Il me fit venir dans son petit salon-bibliothèque.

Le manque de sommeil, en voyage, prédispose au frisson ; la soirée était d’un froid vif, avant-coureur de l’hiver. Aussi, lorsqu’une brassée de sarments flamba devant mes genoux, entre deux ou trois rondins, j’éprouvai quelque réconfort.

Les pieds sur les chenets, et accoudés en nos deux fauteuils de cuir bruni, nous parlâmes naturellement de Dieu.

J’étais fatigué : j’écoutais, sans répondre.

— Pour conclure, me dit Maucombe en se levant, nous sommes ici pour témoigner, — par nos œuvres, nos pensées, nos paroles et notre lutte contre la Nature, — pour témoigner si nous pesons le poids.

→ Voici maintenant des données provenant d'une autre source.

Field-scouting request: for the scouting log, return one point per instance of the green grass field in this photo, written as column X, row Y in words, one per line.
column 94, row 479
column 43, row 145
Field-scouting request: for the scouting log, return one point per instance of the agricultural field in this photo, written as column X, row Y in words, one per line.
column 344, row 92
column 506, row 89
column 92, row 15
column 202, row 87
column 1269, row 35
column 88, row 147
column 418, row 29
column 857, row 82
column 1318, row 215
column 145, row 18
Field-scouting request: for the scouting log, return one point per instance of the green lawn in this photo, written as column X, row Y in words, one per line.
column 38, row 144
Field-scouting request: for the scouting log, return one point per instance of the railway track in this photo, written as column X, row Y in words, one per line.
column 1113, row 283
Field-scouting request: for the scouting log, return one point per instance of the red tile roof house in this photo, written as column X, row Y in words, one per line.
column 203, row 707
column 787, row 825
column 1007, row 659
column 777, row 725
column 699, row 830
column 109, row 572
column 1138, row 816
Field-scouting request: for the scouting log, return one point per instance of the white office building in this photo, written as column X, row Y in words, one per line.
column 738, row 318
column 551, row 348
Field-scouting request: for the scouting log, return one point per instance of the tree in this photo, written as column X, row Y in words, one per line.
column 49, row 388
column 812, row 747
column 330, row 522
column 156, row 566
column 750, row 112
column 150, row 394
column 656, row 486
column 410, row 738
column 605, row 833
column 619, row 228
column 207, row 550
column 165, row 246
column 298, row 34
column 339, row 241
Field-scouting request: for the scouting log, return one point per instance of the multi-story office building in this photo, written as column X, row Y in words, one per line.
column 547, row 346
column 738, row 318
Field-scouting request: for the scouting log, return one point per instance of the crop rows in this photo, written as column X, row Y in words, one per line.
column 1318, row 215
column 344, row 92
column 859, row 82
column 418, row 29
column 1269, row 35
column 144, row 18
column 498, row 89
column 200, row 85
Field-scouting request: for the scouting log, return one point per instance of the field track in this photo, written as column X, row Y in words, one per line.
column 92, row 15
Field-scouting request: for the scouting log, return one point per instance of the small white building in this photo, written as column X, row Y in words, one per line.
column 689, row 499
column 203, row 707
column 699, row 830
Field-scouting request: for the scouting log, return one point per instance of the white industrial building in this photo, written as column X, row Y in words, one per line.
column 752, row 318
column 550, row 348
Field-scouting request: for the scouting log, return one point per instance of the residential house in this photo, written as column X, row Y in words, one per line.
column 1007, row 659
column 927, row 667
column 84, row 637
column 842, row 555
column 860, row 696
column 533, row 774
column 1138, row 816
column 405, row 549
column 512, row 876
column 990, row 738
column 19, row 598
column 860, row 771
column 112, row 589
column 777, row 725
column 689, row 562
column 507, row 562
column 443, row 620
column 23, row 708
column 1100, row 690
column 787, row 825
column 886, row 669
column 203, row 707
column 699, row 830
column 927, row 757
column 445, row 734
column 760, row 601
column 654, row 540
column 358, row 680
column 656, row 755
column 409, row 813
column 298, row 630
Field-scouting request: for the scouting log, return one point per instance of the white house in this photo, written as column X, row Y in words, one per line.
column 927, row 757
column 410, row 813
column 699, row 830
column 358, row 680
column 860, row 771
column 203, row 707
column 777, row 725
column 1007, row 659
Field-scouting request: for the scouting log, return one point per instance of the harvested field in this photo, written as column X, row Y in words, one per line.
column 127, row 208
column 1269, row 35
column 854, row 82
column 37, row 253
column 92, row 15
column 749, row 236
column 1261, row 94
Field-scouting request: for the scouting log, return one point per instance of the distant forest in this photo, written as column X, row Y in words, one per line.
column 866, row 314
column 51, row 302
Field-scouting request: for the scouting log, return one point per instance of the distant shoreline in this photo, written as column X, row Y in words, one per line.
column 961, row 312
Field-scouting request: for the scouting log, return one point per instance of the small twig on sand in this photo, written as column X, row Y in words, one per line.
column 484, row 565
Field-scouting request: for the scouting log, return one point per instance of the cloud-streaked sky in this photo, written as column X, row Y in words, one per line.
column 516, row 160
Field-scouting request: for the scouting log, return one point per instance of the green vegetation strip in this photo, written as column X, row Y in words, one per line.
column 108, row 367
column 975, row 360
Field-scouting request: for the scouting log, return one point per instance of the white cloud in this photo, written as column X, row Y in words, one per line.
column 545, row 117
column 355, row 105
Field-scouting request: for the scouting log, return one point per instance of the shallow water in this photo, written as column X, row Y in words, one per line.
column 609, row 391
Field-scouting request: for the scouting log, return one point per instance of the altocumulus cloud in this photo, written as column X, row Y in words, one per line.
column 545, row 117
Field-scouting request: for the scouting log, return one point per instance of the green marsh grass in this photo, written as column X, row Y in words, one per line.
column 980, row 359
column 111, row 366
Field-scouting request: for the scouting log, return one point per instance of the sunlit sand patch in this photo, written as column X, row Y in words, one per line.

Et il termina par une citation de Joseph de Maistre : « Entre l’Homme et Dieu, il n’y a que l’Orgueil. »

— Ce nonobstant, lui dis-je, nous avons l’honneur d’exister (nous, les enfants gâtés de cette Nature) dans un siècle de lumières ?

— Préférons-lui la Lumière des siècles, répondit-il en souriant.

Nous étions arrivés sur le palier, nos bougies à la main.